Da ist auch etwas geschehen. Die Fraktionen haben einen Antrag eingebracht und entsprechende Planstellen zur Verfügung gestellt.

Wenn ich mich recht erinnere, hat auch die CDU ein Deckblatt in diesem Zusammenhang erstellt. Wenn ich mich recht entsinne, war die von Ihnen geforderte Anzahl für Richter und Staatsanwälte an dieser Stelle vergleichbar. Ich werfe Ihnen das gar nicht vor, sondern ich möchte betonen, offensichtlich war Ihre Einschätzung für diesen Bereich die gleiche wie meine und die der Koalitionsfraktionen. Das ist hier im Parlament so beschlossen und von der Justizverwaltung sofort und unmittelbar allen Gerichten, die betroffen waren, zur Verfügung gestellt worden, und zwar in Absprache mit den Oberlandesgerichten, die die Stellen auf die jeweils betroffenen Gerichte verteilt haben.
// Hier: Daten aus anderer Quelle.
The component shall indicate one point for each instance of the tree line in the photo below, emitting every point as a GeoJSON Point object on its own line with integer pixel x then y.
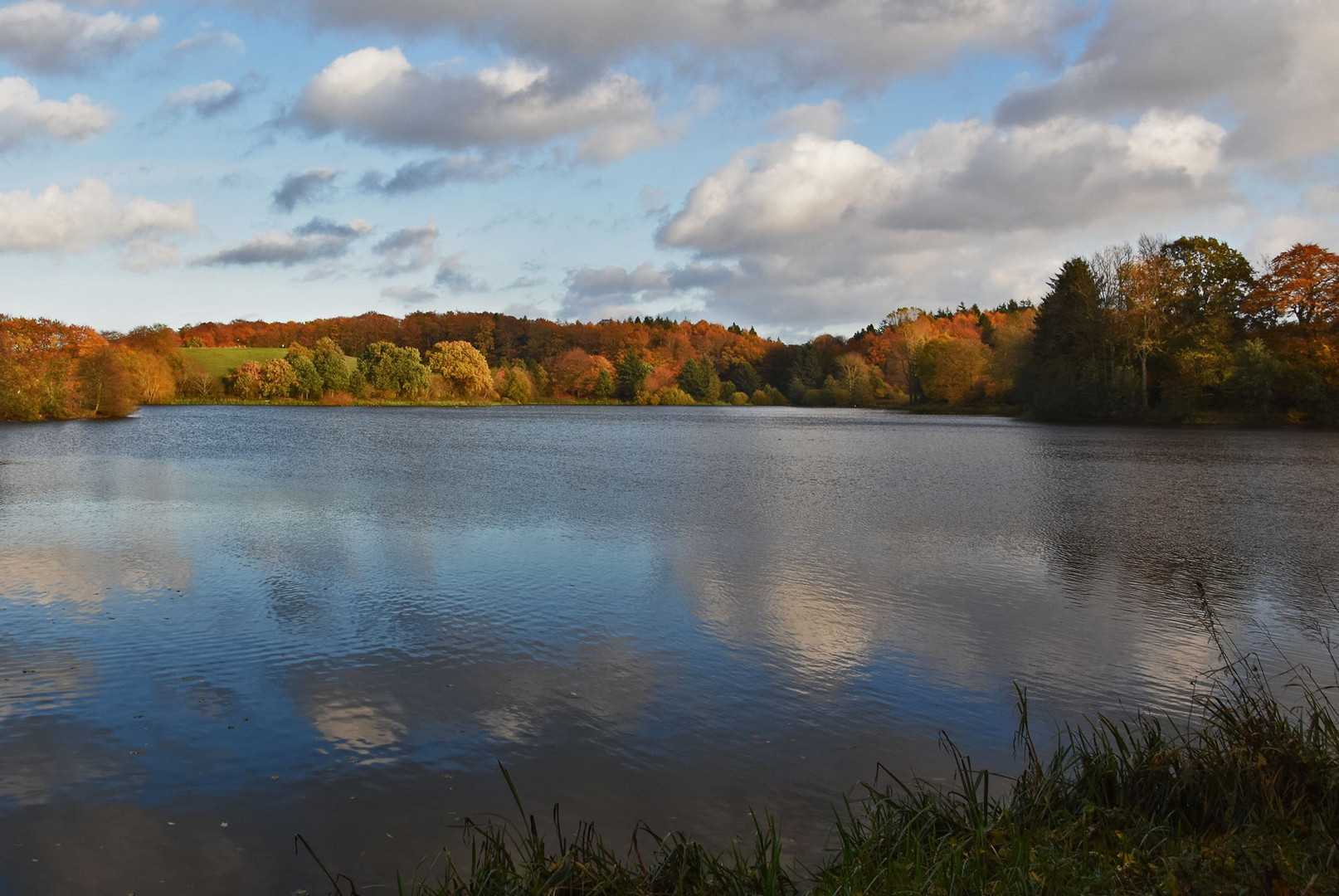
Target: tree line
{"type": "Point", "coordinates": [1175, 329]}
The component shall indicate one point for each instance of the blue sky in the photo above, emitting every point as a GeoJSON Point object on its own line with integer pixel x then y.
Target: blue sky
{"type": "Point", "coordinates": [796, 166]}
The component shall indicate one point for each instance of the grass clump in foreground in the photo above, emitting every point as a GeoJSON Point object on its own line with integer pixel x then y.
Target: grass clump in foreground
{"type": "Point", "coordinates": [1243, 798]}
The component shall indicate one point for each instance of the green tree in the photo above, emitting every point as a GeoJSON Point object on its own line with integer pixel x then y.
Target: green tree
{"type": "Point", "coordinates": [309, 383]}
{"type": "Point", "coordinates": [1064, 374]}
{"type": "Point", "coordinates": [699, 378]}
{"type": "Point", "coordinates": [394, 370]}
{"type": "Point", "coordinates": [630, 374]}
{"type": "Point", "coordinates": [1254, 377]}
{"type": "Point", "coordinates": [745, 378]}
{"type": "Point", "coordinates": [246, 379]}
{"type": "Point", "coordinates": [329, 361]}
{"type": "Point", "coordinates": [950, 368]}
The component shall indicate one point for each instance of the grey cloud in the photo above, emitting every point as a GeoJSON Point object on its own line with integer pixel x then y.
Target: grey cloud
{"type": "Point", "coordinates": [414, 177]}
{"type": "Point", "coordinates": [377, 97]}
{"type": "Point", "coordinates": [319, 239]}
{"type": "Point", "coordinates": [1273, 63]}
{"type": "Point", "coordinates": [207, 38]}
{"type": "Point", "coordinates": [406, 251]}
{"type": "Point", "coordinates": [863, 41]}
{"type": "Point", "coordinates": [527, 283]}
{"type": "Point", "coordinates": [604, 291]}
{"type": "Point", "coordinates": [451, 275]}
{"type": "Point", "coordinates": [409, 295]}
{"type": "Point", "coordinates": [45, 37]}
{"type": "Point", "coordinates": [209, 100]}
{"type": "Point", "coordinates": [817, 232]}
{"type": "Point", "coordinates": [304, 187]}
{"type": "Point", "coordinates": [826, 118]}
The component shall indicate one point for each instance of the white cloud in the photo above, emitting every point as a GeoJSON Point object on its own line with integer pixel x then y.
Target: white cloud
{"type": "Point", "coordinates": [85, 217]}
{"type": "Point", "coordinates": [957, 177]}
{"type": "Point", "coordinates": [409, 295]}
{"type": "Point", "coordinates": [377, 97]}
{"type": "Point", "coordinates": [1273, 63]}
{"type": "Point", "coordinates": [304, 187]}
{"type": "Point", "coordinates": [207, 100]}
{"type": "Point", "coordinates": [865, 41]}
{"type": "Point", "coordinates": [207, 38]}
{"type": "Point", "coordinates": [24, 117]}
{"type": "Point", "coordinates": [318, 240]}
{"type": "Point", "coordinates": [826, 118]}
{"type": "Point", "coordinates": [453, 276]}
{"type": "Point", "coordinates": [45, 37]}
{"type": "Point", "coordinates": [146, 256]}
{"type": "Point", "coordinates": [821, 226]}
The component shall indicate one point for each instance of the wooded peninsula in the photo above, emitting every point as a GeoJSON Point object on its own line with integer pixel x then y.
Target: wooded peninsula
{"type": "Point", "coordinates": [1180, 331]}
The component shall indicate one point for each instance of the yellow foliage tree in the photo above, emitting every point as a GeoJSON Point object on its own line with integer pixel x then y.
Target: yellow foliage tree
{"type": "Point", "coordinates": [462, 366]}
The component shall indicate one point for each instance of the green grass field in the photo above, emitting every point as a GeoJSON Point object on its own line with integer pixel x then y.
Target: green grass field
{"type": "Point", "coordinates": [222, 362]}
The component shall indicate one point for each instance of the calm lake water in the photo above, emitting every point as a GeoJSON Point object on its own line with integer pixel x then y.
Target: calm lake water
{"type": "Point", "coordinates": [224, 626]}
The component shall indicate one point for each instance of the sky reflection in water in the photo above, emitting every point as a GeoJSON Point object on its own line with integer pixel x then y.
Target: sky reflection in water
{"type": "Point", "coordinates": [338, 621]}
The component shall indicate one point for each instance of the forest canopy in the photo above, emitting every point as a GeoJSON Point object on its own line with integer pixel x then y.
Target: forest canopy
{"type": "Point", "coordinates": [1181, 329]}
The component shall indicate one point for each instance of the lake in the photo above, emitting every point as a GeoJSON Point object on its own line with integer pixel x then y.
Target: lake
{"type": "Point", "coordinates": [222, 627]}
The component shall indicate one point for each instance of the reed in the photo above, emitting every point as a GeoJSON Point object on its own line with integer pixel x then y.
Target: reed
{"type": "Point", "coordinates": [1241, 797]}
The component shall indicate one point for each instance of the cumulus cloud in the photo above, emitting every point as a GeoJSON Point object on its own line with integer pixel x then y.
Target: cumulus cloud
{"type": "Point", "coordinates": [864, 41]}
{"type": "Point", "coordinates": [318, 240]}
{"type": "Point", "coordinates": [409, 295]}
{"type": "Point", "coordinates": [304, 187]}
{"type": "Point", "coordinates": [207, 100]}
{"type": "Point", "coordinates": [957, 177]}
{"type": "Point", "coordinates": [451, 276]}
{"type": "Point", "coordinates": [24, 117]}
{"type": "Point", "coordinates": [811, 222]}
{"type": "Point", "coordinates": [1273, 63]}
{"type": "Point", "coordinates": [45, 37]}
{"type": "Point", "coordinates": [207, 38]}
{"type": "Point", "coordinates": [377, 95]}
{"type": "Point", "coordinates": [826, 118]}
{"type": "Point", "coordinates": [86, 217]}
{"type": "Point", "coordinates": [414, 177]}
{"type": "Point", "coordinates": [407, 251]}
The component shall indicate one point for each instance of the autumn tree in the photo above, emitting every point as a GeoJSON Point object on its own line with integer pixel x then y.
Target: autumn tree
{"type": "Point", "coordinates": [464, 368]}
{"type": "Point", "coordinates": [246, 379]}
{"type": "Point", "coordinates": [105, 387]}
{"type": "Point", "coordinates": [277, 379]}
{"type": "Point", "coordinates": [630, 374]}
{"type": "Point", "coordinates": [699, 379]}
{"type": "Point", "coordinates": [1302, 281]}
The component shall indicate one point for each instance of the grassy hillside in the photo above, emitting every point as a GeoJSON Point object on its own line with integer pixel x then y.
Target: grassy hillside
{"type": "Point", "coordinates": [222, 362]}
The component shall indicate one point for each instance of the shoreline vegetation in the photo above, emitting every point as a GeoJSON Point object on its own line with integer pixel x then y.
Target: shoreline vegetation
{"type": "Point", "coordinates": [1239, 797]}
{"type": "Point", "coordinates": [1181, 331]}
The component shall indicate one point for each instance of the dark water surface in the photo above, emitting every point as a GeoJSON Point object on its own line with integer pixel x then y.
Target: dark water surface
{"type": "Point", "coordinates": [224, 626]}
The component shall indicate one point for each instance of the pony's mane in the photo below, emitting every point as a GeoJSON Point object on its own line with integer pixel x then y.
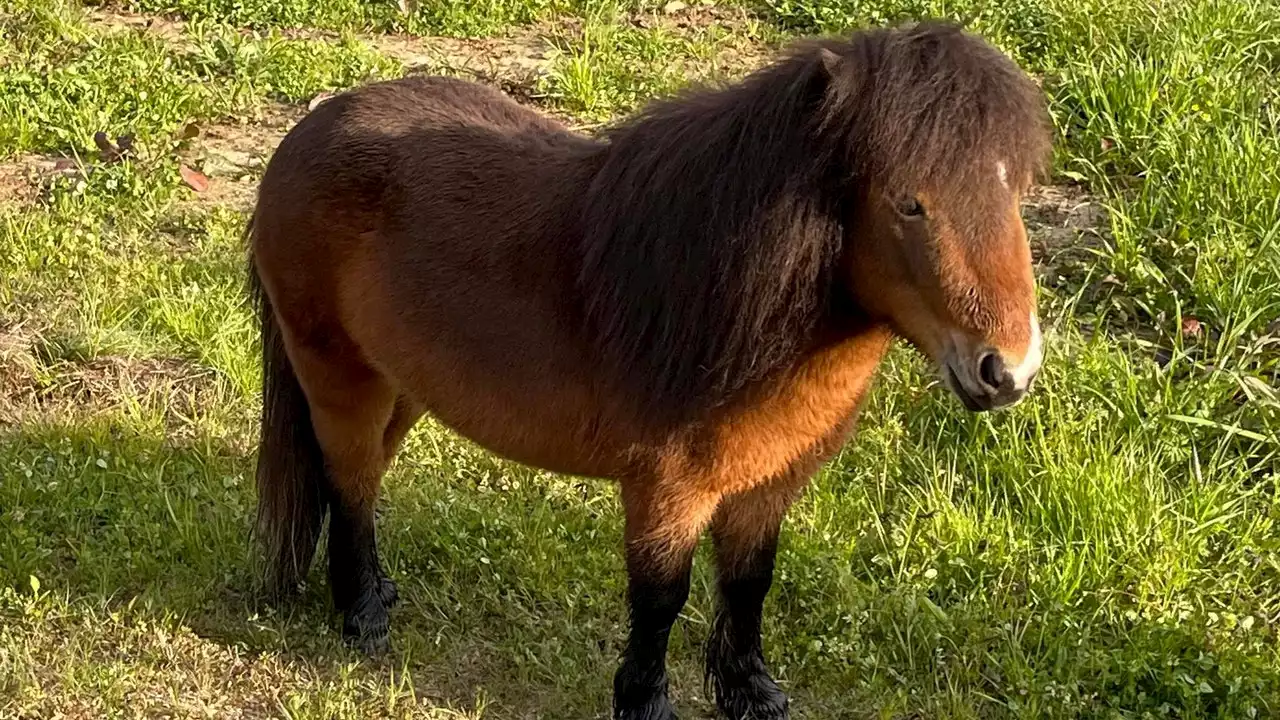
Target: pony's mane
{"type": "Point", "coordinates": [714, 223]}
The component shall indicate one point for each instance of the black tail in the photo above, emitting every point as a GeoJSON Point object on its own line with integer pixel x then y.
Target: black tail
{"type": "Point", "coordinates": [291, 470]}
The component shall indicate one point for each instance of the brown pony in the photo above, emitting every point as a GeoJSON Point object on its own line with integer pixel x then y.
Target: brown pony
{"type": "Point", "coordinates": [694, 305]}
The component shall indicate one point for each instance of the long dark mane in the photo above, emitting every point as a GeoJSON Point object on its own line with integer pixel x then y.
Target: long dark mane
{"type": "Point", "coordinates": [714, 226]}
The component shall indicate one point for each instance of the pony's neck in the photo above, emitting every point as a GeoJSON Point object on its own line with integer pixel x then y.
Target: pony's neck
{"type": "Point", "coordinates": [711, 235]}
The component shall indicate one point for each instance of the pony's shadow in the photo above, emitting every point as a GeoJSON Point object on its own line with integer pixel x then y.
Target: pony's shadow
{"type": "Point", "coordinates": [511, 589]}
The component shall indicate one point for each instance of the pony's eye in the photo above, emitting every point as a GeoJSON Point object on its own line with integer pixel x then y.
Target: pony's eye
{"type": "Point", "coordinates": [910, 208]}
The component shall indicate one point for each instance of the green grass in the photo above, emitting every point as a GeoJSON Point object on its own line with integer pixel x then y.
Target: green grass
{"type": "Point", "coordinates": [1110, 548]}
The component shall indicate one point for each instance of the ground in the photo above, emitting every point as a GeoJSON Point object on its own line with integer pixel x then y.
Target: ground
{"type": "Point", "coordinates": [1109, 548]}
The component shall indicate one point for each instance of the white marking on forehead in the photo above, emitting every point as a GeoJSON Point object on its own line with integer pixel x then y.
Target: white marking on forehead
{"type": "Point", "coordinates": [1027, 369]}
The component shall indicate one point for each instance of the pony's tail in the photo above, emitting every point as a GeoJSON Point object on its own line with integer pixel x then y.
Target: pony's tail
{"type": "Point", "coordinates": [291, 469]}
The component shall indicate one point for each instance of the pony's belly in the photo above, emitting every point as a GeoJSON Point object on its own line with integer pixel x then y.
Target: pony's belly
{"type": "Point", "coordinates": [538, 442]}
{"type": "Point", "coordinates": [545, 425]}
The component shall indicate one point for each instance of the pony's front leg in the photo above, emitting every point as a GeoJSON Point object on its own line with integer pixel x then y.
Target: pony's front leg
{"type": "Point", "coordinates": [663, 524]}
{"type": "Point", "coordinates": [745, 531]}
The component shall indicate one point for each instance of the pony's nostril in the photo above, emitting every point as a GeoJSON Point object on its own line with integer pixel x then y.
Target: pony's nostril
{"type": "Point", "coordinates": [992, 370]}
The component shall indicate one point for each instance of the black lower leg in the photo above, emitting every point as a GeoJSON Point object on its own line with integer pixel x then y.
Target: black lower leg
{"type": "Point", "coordinates": [656, 600]}
{"type": "Point", "coordinates": [361, 591]}
{"type": "Point", "coordinates": [735, 657]}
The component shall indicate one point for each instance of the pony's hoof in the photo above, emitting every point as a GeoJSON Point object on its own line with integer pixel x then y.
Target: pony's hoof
{"type": "Point", "coordinates": [657, 707]}
{"type": "Point", "coordinates": [754, 697]}
{"type": "Point", "coordinates": [368, 625]}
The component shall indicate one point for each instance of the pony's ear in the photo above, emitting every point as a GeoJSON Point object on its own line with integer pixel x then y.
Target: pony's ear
{"type": "Point", "coordinates": [836, 73]}
{"type": "Point", "coordinates": [831, 62]}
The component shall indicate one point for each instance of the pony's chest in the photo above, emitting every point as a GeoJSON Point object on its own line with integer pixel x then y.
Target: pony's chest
{"type": "Point", "coordinates": [800, 417]}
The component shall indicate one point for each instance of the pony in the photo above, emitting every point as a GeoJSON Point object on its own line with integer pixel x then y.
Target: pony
{"type": "Point", "coordinates": [693, 304]}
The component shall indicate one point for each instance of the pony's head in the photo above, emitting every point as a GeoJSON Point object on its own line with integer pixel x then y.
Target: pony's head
{"type": "Point", "coordinates": [945, 135]}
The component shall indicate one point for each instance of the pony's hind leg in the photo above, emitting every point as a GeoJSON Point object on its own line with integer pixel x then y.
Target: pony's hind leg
{"type": "Point", "coordinates": [357, 423]}
{"type": "Point", "coordinates": [745, 531]}
{"type": "Point", "coordinates": [663, 524]}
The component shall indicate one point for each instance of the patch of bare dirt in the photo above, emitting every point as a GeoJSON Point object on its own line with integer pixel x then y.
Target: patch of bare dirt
{"type": "Point", "coordinates": [1065, 226]}
{"type": "Point", "coordinates": [26, 178]}
{"type": "Point", "coordinates": [231, 156]}
{"type": "Point", "coordinates": [169, 30]}
{"type": "Point", "coordinates": [30, 386]}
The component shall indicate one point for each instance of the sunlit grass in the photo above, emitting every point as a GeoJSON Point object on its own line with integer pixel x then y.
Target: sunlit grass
{"type": "Point", "coordinates": [1110, 548]}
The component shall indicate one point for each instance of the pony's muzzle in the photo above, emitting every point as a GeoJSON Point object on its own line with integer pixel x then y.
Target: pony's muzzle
{"type": "Point", "coordinates": [988, 378]}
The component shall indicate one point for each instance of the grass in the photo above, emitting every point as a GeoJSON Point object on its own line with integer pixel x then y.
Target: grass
{"type": "Point", "coordinates": [1110, 548]}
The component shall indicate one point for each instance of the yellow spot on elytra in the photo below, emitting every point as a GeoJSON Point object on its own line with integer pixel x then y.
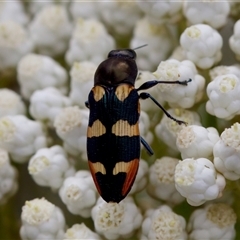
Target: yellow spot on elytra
{"type": "Point", "coordinates": [122, 91]}
{"type": "Point", "coordinates": [96, 130]}
{"type": "Point", "coordinates": [123, 128]}
{"type": "Point", "coordinates": [98, 93]}
{"type": "Point", "coordinates": [97, 167]}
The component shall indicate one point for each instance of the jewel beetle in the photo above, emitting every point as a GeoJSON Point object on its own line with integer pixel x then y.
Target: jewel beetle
{"type": "Point", "coordinates": [113, 138]}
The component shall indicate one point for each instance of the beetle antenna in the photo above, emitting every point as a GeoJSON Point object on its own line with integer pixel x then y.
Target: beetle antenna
{"type": "Point", "coordinates": [144, 45]}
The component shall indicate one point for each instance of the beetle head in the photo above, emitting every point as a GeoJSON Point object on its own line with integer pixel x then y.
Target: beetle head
{"type": "Point", "coordinates": [119, 67]}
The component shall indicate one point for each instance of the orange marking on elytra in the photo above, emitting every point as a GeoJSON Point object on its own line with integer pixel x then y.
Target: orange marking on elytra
{"type": "Point", "coordinates": [123, 128]}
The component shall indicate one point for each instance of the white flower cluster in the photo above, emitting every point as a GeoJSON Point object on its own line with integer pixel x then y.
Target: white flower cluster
{"type": "Point", "coordinates": [32, 68]}
{"type": "Point", "coordinates": [215, 221]}
{"type": "Point", "coordinates": [21, 137]}
{"type": "Point", "coordinates": [89, 42]}
{"type": "Point", "coordinates": [41, 220]}
{"type": "Point", "coordinates": [163, 223]}
{"type": "Point", "coordinates": [50, 162]}
{"type": "Point", "coordinates": [159, 40]}
{"type": "Point", "coordinates": [161, 180]}
{"type": "Point", "coordinates": [198, 180]}
{"type": "Point", "coordinates": [79, 193]}
{"type": "Point", "coordinates": [8, 175]}
{"type": "Point", "coordinates": [71, 126]}
{"type": "Point", "coordinates": [53, 23]}
{"type": "Point", "coordinates": [176, 95]}
{"type": "Point", "coordinates": [14, 43]}
{"type": "Point", "coordinates": [114, 220]}
{"type": "Point", "coordinates": [202, 44]}
{"type": "Point", "coordinates": [80, 231]}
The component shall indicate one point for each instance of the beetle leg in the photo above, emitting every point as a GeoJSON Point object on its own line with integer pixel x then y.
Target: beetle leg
{"type": "Point", "coordinates": [87, 104]}
{"type": "Point", "coordinates": [145, 95]}
{"type": "Point", "coordinates": [152, 83]}
{"type": "Point", "coordinates": [147, 147]}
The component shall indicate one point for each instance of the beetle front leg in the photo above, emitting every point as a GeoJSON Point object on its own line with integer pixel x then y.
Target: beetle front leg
{"type": "Point", "coordinates": [145, 95]}
{"type": "Point", "coordinates": [152, 83]}
{"type": "Point", "coordinates": [147, 147]}
{"type": "Point", "coordinates": [87, 104]}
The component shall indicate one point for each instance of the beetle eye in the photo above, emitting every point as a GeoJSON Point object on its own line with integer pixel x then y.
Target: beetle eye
{"type": "Point", "coordinates": [123, 53]}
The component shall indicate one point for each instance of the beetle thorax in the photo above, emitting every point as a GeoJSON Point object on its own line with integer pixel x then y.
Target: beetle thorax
{"type": "Point", "coordinates": [115, 71]}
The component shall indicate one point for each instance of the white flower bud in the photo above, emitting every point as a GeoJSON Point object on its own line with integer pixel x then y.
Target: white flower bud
{"type": "Point", "coordinates": [141, 178]}
{"type": "Point", "coordinates": [234, 40]}
{"type": "Point", "coordinates": [11, 103]}
{"type": "Point", "coordinates": [116, 220]}
{"type": "Point", "coordinates": [41, 220]}
{"type": "Point", "coordinates": [168, 129]}
{"type": "Point", "coordinates": [47, 103]}
{"type": "Point", "coordinates": [215, 221]}
{"type": "Point", "coordinates": [13, 11]}
{"type": "Point", "coordinates": [148, 105]}
{"type": "Point", "coordinates": [144, 125]}
{"type": "Point", "coordinates": [227, 153]}
{"type": "Point", "coordinates": [71, 126]}
{"type": "Point", "coordinates": [223, 70]}
{"type": "Point", "coordinates": [159, 40]}
{"type": "Point", "coordinates": [163, 223]}
{"type": "Point", "coordinates": [50, 162]}
{"type": "Point", "coordinates": [86, 10]}
{"type": "Point", "coordinates": [224, 98]}
{"type": "Point", "coordinates": [80, 231]}
{"type": "Point", "coordinates": [213, 13]}
{"type": "Point", "coordinates": [53, 23]}
{"type": "Point", "coordinates": [119, 16]}
{"type": "Point", "coordinates": [175, 94]}
{"type": "Point", "coordinates": [82, 80]}
{"type": "Point", "coordinates": [36, 6]}
{"type": "Point", "coordinates": [79, 193]}
{"type": "Point", "coordinates": [21, 137]}
{"type": "Point", "coordinates": [178, 54]}
{"type": "Point", "coordinates": [161, 11]}
{"type": "Point", "coordinates": [196, 141]}
{"type": "Point", "coordinates": [202, 45]}
{"type": "Point", "coordinates": [14, 44]}
{"type": "Point", "coordinates": [36, 72]}
{"type": "Point", "coordinates": [161, 180]}
{"type": "Point", "coordinates": [198, 181]}
{"type": "Point", "coordinates": [8, 177]}
{"type": "Point", "coordinates": [89, 42]}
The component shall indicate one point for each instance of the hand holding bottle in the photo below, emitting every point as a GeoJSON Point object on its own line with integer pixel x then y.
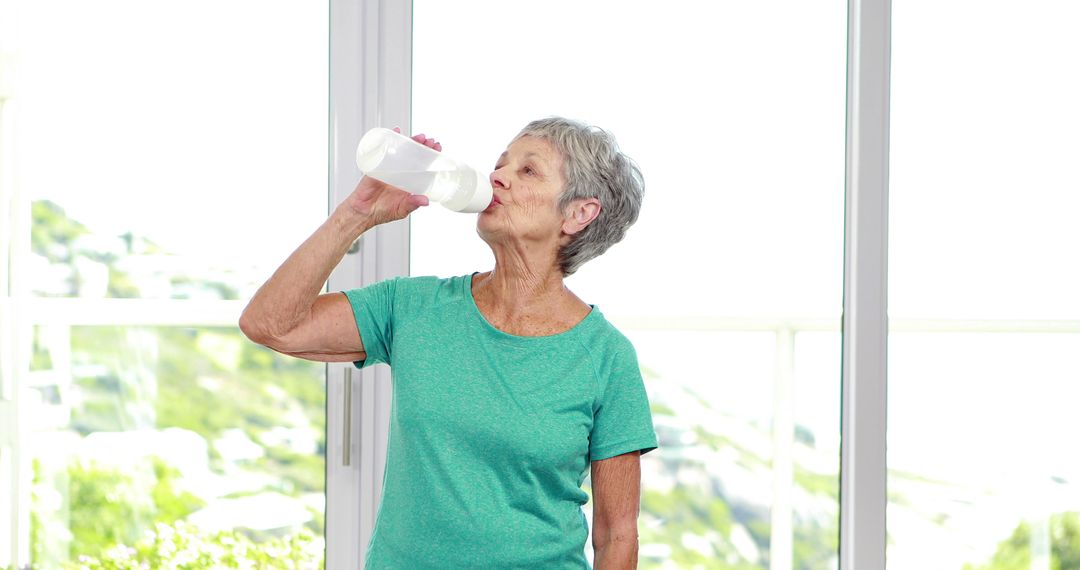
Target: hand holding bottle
{"type": "Point", "coordinates": [379, 202]}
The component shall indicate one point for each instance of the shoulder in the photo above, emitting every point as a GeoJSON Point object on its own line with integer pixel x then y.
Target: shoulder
{"type": "Point", "coordinates": [609, 350]}
{"type": "Point", "coordinates": [404, 296]}
{"type": "Point", "coordinates": [605, 340]}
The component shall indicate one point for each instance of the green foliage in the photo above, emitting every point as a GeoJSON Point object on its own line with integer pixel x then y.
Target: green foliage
{"type": "Point", "coordinates": [208, 380]}
{"type": "Point", "coordinates": [109, 506]}
{"type": "Point", "coordinates": [52, 232]}
{"type": "Point", "coordinates": [1014, 553]}
{"type": "Point", "coordinates": [183, 545]}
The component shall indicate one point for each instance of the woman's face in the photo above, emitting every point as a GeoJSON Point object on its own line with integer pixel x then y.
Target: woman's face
{"type": "Point", "coordinates": [527, 182]}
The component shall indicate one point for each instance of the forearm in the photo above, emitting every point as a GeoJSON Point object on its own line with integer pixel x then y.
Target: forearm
{"type": "Point", "coordinates": [616, 555]}
{"type": "Point", "coordinates": [286, 297]}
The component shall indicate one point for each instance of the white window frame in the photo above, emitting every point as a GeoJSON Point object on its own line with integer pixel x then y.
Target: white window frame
{"type": "Point", "coordinates": [370, 85]}
{"type": "Point", "coordinates": [865, 280]}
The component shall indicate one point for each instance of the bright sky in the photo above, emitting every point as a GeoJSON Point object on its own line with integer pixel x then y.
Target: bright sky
{"type": "Point", "coordinates": [202, 124]}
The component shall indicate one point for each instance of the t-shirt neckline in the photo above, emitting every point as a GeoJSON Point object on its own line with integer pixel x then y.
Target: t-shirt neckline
{"type": "Point", "coordinates": [467, 284]}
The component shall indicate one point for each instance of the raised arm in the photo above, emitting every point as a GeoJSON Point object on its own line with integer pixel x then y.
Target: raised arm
{"type": "Point", "coordinates": [617, 487]}
{"type": "Point", "coordinates": [288, 314]}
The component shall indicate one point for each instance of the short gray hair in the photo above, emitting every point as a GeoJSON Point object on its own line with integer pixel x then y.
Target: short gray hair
{"type": "Point", "coordinates": [593, 166]}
Dazu gehört das Landgericht Landau. Beim Landgericht Landau hat das Gerichtspräsidium vor Ort in richterlicher Unabhängigkeit die Maßnahmen getroffen, die aus seiner Sicht notwendig waren, und hat das Personal entsprechend eingesetzt. Alle, die an diesem Vorgang beteiligt waren, sind davon ausgegangen – so auch die Mitteilung, die wir von der Praxis erhielten –, dass mit den getroffenen Maßnahmen die Verfahren gesichert sind.

In den allermeisten Fällen ist dies gelungen, schmerzhafterweise in einem Verfahren nicht.

Herr Kollege Baldauf, selbstverständlich ist es für einen Justizminister schmerzhaft, wenn eine solche Entscheidung kommt. Die ist aber nicht nur für mich schmerzhaft, sondern für alle, die an diesem Prozess beteiligt waren,

angefangen von der Justizverwaltung über das Oberlandesgericht bis zum Landgericht, weil wir uns alle nach Kräften im Rahmen unserer Kompetenzen bemüht haben, mit dem zur Verfügung gestellten Personal eine solche Entscheidung zu vermeiden.

Wir haben aber auch nicht aufgehört, in diesem Zusammenhang nachzujustieren, sondern haben zum Beispiel beim Landgericht Frankenthal, nachdem dort eine Vorsitzende schwer erkrankt ist, zwischenzeitlich eine zusätzliche Strafkammer aufgemacht. Die Stelle der Vorsitzenden ist längst ausgeschrieben, die Besetzung auch. Gleiches gilt für Koblenz. Genauso unterstützen wir die betroffenen Amtsgerichte, bei denen zusätzliche Bußgeldverfahren auftreten, obwohl dies zunächst im Haushalt so nicht vorhersehbar war.